Inclinado hacia el suelo, Guskov tartamudeaba tratando de decir algo.
—El… enemigo… es…, da risa…
No dijo nada más; y no sé dónde ni cuándo desapareció, en un instante.
En la tienda del capitán se encendió una vela y se oyó su tos habitual de cuando se despertaba. No tardó en salir y pidió fuego para encender su pequeña pipa.
—Está visto, padrecito, que hoy no quieren dejarme dormir –dijo, sonriendo. Tan pronto es usted con su degradado; tan pronto, Shamil. ¿Qué vamos a hacer? ¿Les contestamos o no?
¿No han dado ninguna orden?
—No. Ahí vienen otros dos –dije.
En efecto, a mano derecha, brillaron en la oscuridad dos luces semejantes a dos ojos y no tardó en volar por encima de nosotros un proyectil de obús y una granada, que probablemente era nuestra, con un silbido penetrante. Los soldados salieron de las tiendas vecinas y se les oyó charlar, desperezarse y carraspear.
—¡Vaya! Parece un ruiseñor –observó un artillero.
—Llamad a Nikita –ordenó el capitán con su habitual sonrisa bondadosa—. ¡Nikita! No te escondas. Ven a escuchar a los ruiseñores de la montaña.
—Excelencia –dijo Nikita, deteniéndose junto al capitán—. Conozco a esos ruiseñores y no los temo. En cambio, el invitado que acaba de estar aquí se ha bebido nuestro chijir; pero al oírlos cantar ha echado a correr como un gamo.
—Hay que ir a la tienda del comandante para preguntarle si debemos contestar al enemigo –me dijo el capitán, con aire serio e imperativo—. Desde luego, no dará ningún resultado, pero se le puede contestar. Haga el favor de ir a preguntárselo. Ordene que le ensillen un caballo, así tardará menos. Puede llevarse mi Polkan.
Al cabo de cinco minutos me trajeron el caballo y me dirigí a la tienda del comandante de artillería.
—Recuerde que la consigna es vara –me susurró el capitán, siempre exacto—. De otro modo, no le dejarían pasar en las filas.

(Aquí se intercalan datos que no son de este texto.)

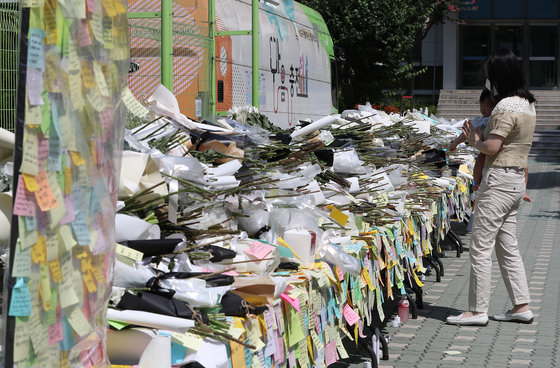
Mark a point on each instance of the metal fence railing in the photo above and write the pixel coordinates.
(9, 32)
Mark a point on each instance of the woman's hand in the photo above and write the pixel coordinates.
(471, 133)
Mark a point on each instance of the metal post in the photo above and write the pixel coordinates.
(212, 55)
(255, 52)
(167, 44)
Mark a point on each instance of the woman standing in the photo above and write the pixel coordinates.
(508, 138)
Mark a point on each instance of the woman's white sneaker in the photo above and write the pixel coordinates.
(522, 317)
(478, 320)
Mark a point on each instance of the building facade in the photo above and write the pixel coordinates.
(454, 52)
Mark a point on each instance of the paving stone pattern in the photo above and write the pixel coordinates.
(429, 342)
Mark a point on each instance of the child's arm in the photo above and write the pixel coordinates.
(457, 141)
(477, 171)
(526, 197)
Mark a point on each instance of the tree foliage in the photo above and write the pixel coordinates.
(375, 37)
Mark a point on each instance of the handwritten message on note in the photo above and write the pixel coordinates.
(259, 250)
(44, 195)
(35, 49)
(350, 315)
(24, 204)
(20, 303)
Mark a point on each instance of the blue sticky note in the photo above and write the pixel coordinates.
(178, 352)
(68, 335)
(55, 117)
(55, 151)
(20, 304)
(30, 223)
(35, 49)
(80, 228)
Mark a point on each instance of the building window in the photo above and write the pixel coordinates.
(509, 9)
(543, 9)
(475, 41)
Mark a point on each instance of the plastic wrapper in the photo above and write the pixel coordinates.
(69, 134)
(347, 162)
(135, 276)
(194, 291)
(336, 256)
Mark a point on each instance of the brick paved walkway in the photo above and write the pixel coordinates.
(428, 342)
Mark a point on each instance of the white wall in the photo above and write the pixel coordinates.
(450, 58)
(432, 47)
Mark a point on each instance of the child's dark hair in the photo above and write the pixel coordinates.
(485, 95)
(506, 76)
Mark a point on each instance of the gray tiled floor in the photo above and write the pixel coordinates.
(429, 342)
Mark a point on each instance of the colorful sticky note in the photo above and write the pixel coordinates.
(338, 216)
(44, 195)
(20, 303)
(35, 49)
(24, 204)
(78, 321)
(259, 250)
(350, 315)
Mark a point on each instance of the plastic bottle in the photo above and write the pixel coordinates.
(404, 308)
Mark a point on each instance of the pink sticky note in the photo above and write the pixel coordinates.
(259, 250)
(350, 316)
(42, 149)
(69, 215)
(84, 39)
(340, 274)
(25, 201)
(55, 332)
(230, 273)
(317, 323)
(292, 358)
(330, 353)
(293, 302)
(279, 354)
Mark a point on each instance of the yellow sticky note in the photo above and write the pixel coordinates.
(30, 160)
(67, 237)
(56, 272)
(39, 250)
(77, 159)
(78, 321)
(44, 195)
(129, 253)
(68, 180)
(30, 183)
(188, 340)
(338, 216)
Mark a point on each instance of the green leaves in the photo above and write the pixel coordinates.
(376, 36)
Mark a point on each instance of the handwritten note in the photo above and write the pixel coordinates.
(44, 195)
(330, 353)
(30, 160)
(35, 49)
(132, 104)
(79, 322)
(80, 228)
(20, 303)
(259, 250)
(350, 315)
(24, 204)
(34, 79)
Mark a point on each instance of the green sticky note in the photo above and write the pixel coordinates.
(46, 116)
(117, 325)
(285, 252)
(294, 331)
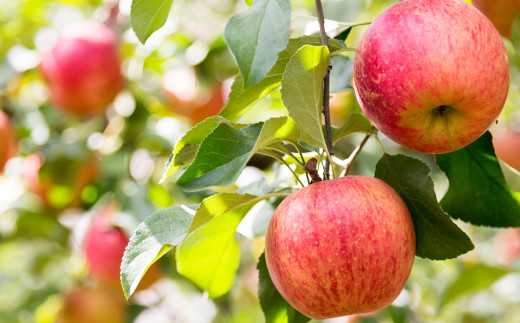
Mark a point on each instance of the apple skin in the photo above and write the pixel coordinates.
(502, 13)
(432, 75)
(507, 147)
(341, 247)
(83, 70)
(93, 305)
(8, 146)
(185, 96)
(507, 245)
(104, 247)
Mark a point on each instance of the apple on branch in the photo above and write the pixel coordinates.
(502, 13)
(432, 75)
(341, 247)
(83, 70)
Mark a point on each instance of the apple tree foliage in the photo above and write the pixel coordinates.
(212, 155)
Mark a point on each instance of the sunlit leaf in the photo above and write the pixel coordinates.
(302, 91)
(146, 16)
(160, 232)
(256, 37)
(437, 237)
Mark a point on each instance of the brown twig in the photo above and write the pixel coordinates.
(326, 90)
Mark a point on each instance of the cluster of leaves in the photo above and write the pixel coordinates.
(214, 153)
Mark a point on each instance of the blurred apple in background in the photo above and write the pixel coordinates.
(186, 97)
(93, 305)
(502, 13)
(7, 140)
(507, 146)
(82, 70)
(104, 246)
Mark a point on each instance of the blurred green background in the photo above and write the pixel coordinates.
(68, 168)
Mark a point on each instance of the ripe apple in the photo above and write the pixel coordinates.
(502, 13)
(507, 245)
(507, 147)
(93, 305)
(104, 247)
(7, 140)
(432, 75)
(83, 68)
(186, 97)
(341, 247)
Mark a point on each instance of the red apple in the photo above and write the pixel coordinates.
(187, 98)
(507, 245)
(507, 147)
(341, 247)
(83, 68)
(502, 13)
(104, 247)
(93, 305)
(432, 75)
(8, 145)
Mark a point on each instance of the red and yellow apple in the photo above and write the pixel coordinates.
(8, 146)
(502, 13)
(432, 75)
(186, 97)
(83, 70)
(341, 247)
(93, 305)
(507, 245)
(104, 246)
(507, 147)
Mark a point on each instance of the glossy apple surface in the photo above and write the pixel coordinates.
(341, 247)
(7, 140)
(83, 68)
(432, 75)
(502, 13)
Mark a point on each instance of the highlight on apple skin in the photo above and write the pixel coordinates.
(341, 247)
(432, 75)
(82, 70)
(502, 13)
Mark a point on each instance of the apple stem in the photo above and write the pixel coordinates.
(326, 91)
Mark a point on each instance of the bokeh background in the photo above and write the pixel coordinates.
(68, 172)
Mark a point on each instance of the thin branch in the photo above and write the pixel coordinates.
(326, 87)
(350, 160)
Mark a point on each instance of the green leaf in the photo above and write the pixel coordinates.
(155, 236)
(224, 153)
(275, 307)
(256, 37)
(478, 192)
(356, 122)
(210, 254)
(241, 100)
(515, 34)
(146, 16)
(186, 149)
(475, 277)
(341, 73)
(302, 91)
(437, 237)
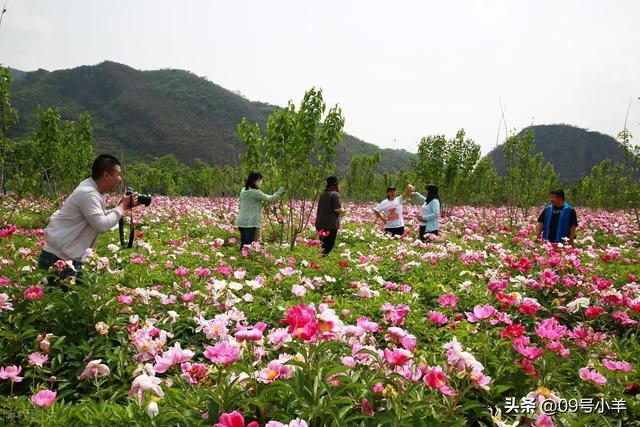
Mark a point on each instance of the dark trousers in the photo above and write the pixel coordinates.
(247, 235)
(423, 231)
(397, 231)
(328, 241)
(46, 260)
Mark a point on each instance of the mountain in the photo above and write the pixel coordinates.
(571, 150)
(17, 74)
(152, 113)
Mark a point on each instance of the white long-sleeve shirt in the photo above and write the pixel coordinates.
(75, 227)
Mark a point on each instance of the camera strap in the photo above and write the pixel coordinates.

La tienda del comandante estaba a una media versta y el camino se extendía entre lasa tiendas de campaña. En cuanto me alejé de nuestra hoguera, la oscuridad fue tan grande que ni siquiera divisaba las orejas del caballo; veía tan sólo las llamas de las hogueras, que ora parecían estar muy cerca ora muy lejos. Cabalgué un trecho con las bridas sueltas, dejándome guiar por el caballo, y empecé a distinguir las blancas tiendas rectangulares y, luego, las rodadas negras del camino. Al cabo de media hora, después de haber preguntado tres veces, de haber tropezado dos con las estacas de las tiendas (lo que me valió oír una serie de invectivas) y de haber sido detenido un par de veces por los centinelas, llegué a la tienda del comandante. Mientras cabalgaba, había oído otros dos disparos dirigidos a nuestro campamento; pero los proyectiles no llegaron al lugar en que estaba emplazado el cuartel general. El comandante ordenó que no contestáramos a los disparos, tanto menos cuanto que el enemigo había cesado de hacer fuego. Regresé a pie entre las tiendas de campaña de infantería, llevando el caballo por las bridas. Más de una vez me detuve junto a alguna tienda en la que se veía luz, para escuchar una anécdota que contaba algún chistoso o la lectura de un libro por algún soldado que sabía leer y al que escuchaba toda una sección agolpada en la tienda y junto a ella, y al que, de cuando en cuando, interrumpía alguien para hacer alguna observación; o bien las charlas acerca de la campaña, de la patria o de los jefes.